Wednesday, December 2, 2009

Live Blogging Obama's West Point Speech

8:00: Speech begins.

8:00:30: “DADDY I A ROCK AND ROLLER!” Lily runs up to me with a Rock Band guitar on, performs a sort of dance. Being a modern father, I document this with my camcorder.

8:02: “MILK PLEASE! MILK PLEASE! MILK PLEASE! MILK PLEASE! MILK PLEASE!”

8:03: After giving her milk, she asks for a banana. We are out of bananas.

8:04: Seriously. No bananas. Offers of an orange and toast are spurned.

8:05: Crying about bananas subsides. I start listening to the speech.

8:08: “We will remove our combat brigades from Iraq by the end of next summer, and all of our troops by the end of 2011.“ Awesome. There would be a ! after that if it were 2010, but I’ll have to take it.

8:09: Lily comes up to me. Looks strange. I open her mouth. Inside is my Bluetooth earpiece. I take it out, put it in my pocket.

8:10: “PINK BINKY! PINK BINKY! PINK BINKY! PINK PINKY!”

8:11: I locate the pink binky, give it to her. Obama says he owes the soldiers a clear plan. I agree. I just happen to think that continuing the mistakes of the past eight years on a greater scale, while a clear plan, isn’t a good plan.

8:12: Lily gives me a bottle of water.

8:13: Lily gives me a bottle of water.

8:14: Lily begins stacking bottles of water onto her Barbie lunchbox.

8:19: I want Obama to pull a Farley and start screaming “I WANT HOLYFIELD! I WANT HOLYFIELD!” Not entirely a joke. I get why people are calling him Mr. Spock. Show some sort of flipping emotion. He sounds like he’s giving a PowerPoint presentation, except it’s the sort where people die.

8:23: “We are joined by a broad coalition of 43 nations that recognizes the legitimacy of our action.“ OBAMA JUST CHANNELED BUSH! THIS IS A COALITION OF 43 NATIONS??!! THEN HOW COME IT’S ONLY AMERICANS GETTING KILLED??!! THAT’S LIKE SAYING THAT EVERYONE IN DIDDY’S POSSE IS A TALENTED MUSICIAN! Wait, bad analogy. THAT’S LIKE SAYING THAT ALL OF LED ZEPPELIN’S GROUPIES WERE TALENTED MUSICIANS! WHAT. THE. EFF.

8:24: Lily is reading Goldilocks in a very emphatic manner.

8:28: Holy shit, is that guy sleeping? Yep! Bad move, Cadet.

8:29: Tools of Mass Destruction? Because you can’t build a house without… PLUTONIUM!

8:29:30: Sounds weird for me so say this, but I’m getting pretty tired of hearing Obama bitch about the Bush Administration. Move on, sir. You’re almost done your first year. Bush is back in Texas, snorting coke off of a hooker’s gazongas for all we know. He’s not in charge anymore. You are.

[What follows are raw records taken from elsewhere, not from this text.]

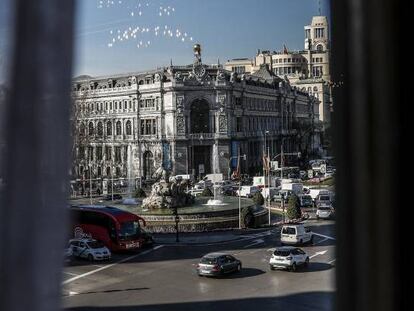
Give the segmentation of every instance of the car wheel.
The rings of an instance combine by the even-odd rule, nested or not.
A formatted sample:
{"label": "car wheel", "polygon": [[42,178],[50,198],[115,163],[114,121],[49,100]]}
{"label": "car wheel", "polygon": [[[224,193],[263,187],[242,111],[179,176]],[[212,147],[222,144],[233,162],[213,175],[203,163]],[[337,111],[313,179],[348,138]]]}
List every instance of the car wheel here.
{"label": "car wheel", "polygon": [[273,267],[272,265],[269,265],[270,266],[270,270],[275,270],[275,267]]}
{"label": "car wheel", "polygon": [[303,244],[303,240],[302,239],[300,239],[299,244]]}
{"label": "car wheel", "polygon": [[319,216],[316,216],[316,220],[319,220]]}
{"label": "car wheel", "polygon": [[241,263],[240,263],[240,264],[238,264],[238,265],[237,265],[237,272],[240,272],[240,271],[241,271],[241,269],[242,269],[242,265],[241,265]]}
{"label": "car wheel", "polygon": [[313,235],[311,236],[309,242],[310,242],[310,244],[313,244]]}
{"label": "car wheel", "polygon": [[93,261],[93,256],[92,256],[92,254],[89,254],[89,255],[88,255],[88,260],[89,260],[89,261]]}
{"label": "car wheel", "polygon": [[309,266],[309,257],[306,257],[304,266],[307,268]]}
{"label": "car wheel", "polygon": [[293,265],[292,265],[292,267],[291,267],[291,270],[292,270],[293,272],[296,272],[296,269],[297,269],[297,267],[296,267],[296,263],[293,263]]}

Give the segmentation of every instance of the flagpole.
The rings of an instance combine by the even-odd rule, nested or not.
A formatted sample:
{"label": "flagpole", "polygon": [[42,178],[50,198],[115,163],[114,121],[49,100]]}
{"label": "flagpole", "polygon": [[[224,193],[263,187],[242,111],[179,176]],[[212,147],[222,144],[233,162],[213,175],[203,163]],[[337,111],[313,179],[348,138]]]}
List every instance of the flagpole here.
{"label": "flagpole", "polygon": [[268,208],[269,208],[269,227],[270,227],[270,157],[269,157],[269,146],[267,147],[267,187],[268,187],[268,195],[267,195],[267,200],[268,200]]}

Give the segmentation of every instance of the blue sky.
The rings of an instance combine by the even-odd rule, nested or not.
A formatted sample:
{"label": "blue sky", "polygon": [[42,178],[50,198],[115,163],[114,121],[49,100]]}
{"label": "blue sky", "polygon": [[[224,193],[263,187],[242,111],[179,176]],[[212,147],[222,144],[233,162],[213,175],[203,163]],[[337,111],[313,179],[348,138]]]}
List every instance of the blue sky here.
{"label": "blue sky", "polygon": [[[328,15],[329,0],[320,2]],[[9,62],[10,3],[0,5],[0,80]],[[170,59],[190,64],[194,43],[202,45],[204,63],[253,57],[257,49],[280,50],[283,44],[302,49],[303,26],[317,14],[318,0],[78,0],[73,76],[143,71]]]}
{"label": "blue sky", "polygon": [[[168,65],[170,59],[176,65],[189,64],[196,42],[202,45],[205,63],[252,57],[259,48],[280,50],[283,44],[303,49],[303,26],[318,14],[317,0],[121,1],[107,7],[108,0],[102,0],[102,8],[99,0],[79,1],[74,76],[153,69]],[[321,8],[328,14],[326,0],[321,0]],[[130,34],[129,27],[140,27],[136,38],[123,37],[125,30]]]}

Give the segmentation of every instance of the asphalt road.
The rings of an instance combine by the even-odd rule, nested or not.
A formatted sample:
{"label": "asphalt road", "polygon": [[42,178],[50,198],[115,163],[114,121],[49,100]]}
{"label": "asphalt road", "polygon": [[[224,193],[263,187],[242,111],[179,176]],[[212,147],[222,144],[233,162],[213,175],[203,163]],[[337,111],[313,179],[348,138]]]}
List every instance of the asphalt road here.
{"label": "asphalt road", "polygon": [[[278,229],[209,245],[156,245],[111,262],[77,260],[64,269],[62,302],[70,310],[331,310],[335,292],[334,222],[308,221],[317,234],[302,247],[311,257],[297,272],[271,271],[280,245]],[[241,273],[199,277],[202,255],[228,251],[243,263]]]}

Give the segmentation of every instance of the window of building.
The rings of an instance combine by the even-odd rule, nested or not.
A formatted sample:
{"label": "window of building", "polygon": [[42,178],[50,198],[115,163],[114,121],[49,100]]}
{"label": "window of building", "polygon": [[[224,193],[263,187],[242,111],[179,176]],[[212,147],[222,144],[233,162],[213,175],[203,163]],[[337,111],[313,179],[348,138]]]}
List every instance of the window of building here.
{"label": "window of building", "polygon": [[98,136],[103,136],[103,123],[98,122]]}
{"label": "window of building", "polygon": [[126,134],[127,135],[132,135],[132,126],[131,126],[131,121],[127,121],[126,123]]}
{"label": "window of building", "polygon": [[88,147],[88,160],[93,161],[93,147]]}
{"label": "window of building", "polygon": [[106,160],[112,159],[112,147],[109,147],[109,146],[105,147],[105,159]]}
{"label": "window of building", "polygon": [[115,147],[115,161],[121,162],[121,147]]}
{"label": "window of building", "polygon": [[89,128],[89,135],[92,136],[93,135],[93,130],[94,130],[92,122],[89,122],[88,128]]}
{"label": "window of building", "polygon": [[96,159],[102,160],[102,147],[101,146],[96,147]]}
{"label": "window of building", "polygon": [[79,126],[79,135],[80,136],[85,136],[85,134],[86,134],[85,131],[86,131],[85,124],[82,122]]}
{"label": "window of building", "polygon": [[152,120],[152,134],[155,135],[157,133],[157,121]]}
{"label": "window of building", "polygon": [[111,136],[112,135],[112,122],[108,121],[106,123],[106,135]]}
{"label": "window of building", "polygon": [[314,77],[321,77],[323,75],[322,66],[313,66],[312,74]]}
{"label": "window of building", "polygon": [[122,124],[121,121],[116,122],[116,135],[122,135]]}
{"label": "window of building", "polygon": [[236,131],[243,132],[243,120],[241,117],[236,118]]}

8:32: Obama’s laying on the magic, and these Cadets and soldiers and people not in uniforms are looking like they’re at a really, really boring Econ 101 class.

8:33: He said something that made them clap. I missed it. Lily had something else in her mouth.

8:34: Oh man, he pulled out asunder. You’re on primetime TV, Mr. President. Tone down the two-dollar words. People have two choices tonight at 8pm: you, and The Santa Clause 3: The Escape Clause on ABC Family. Don’t make them switch.

8:35: “As one nation. As one people.” He sounds like Matisyahu. That’s not a bad thing. But I’d suggest keeping with the shaven face. Fox News would go even more than their regularly scheduled bonkers if he grew a beard. Just imagine that.

8:36: Speech over. I see someone who doesn’t have a camera in their hands. No, wait, they’re taking it out. NOW this is a well documented event.

8:37: Olbermann is asking Maddow about the speech. I wonder if Chuck Norris is on Fox. Lily gives me her milk and I put it next to me.

8:37:15: Lily cuts off Chris Matthews, screaming for her milk while shoving a box of Reduced Fat Wheat Thins in my face. Time for her to go to bed. Time for me to turn the TV off.

9:10: Begin watching “The Man With The Golden Gun” from the DVR.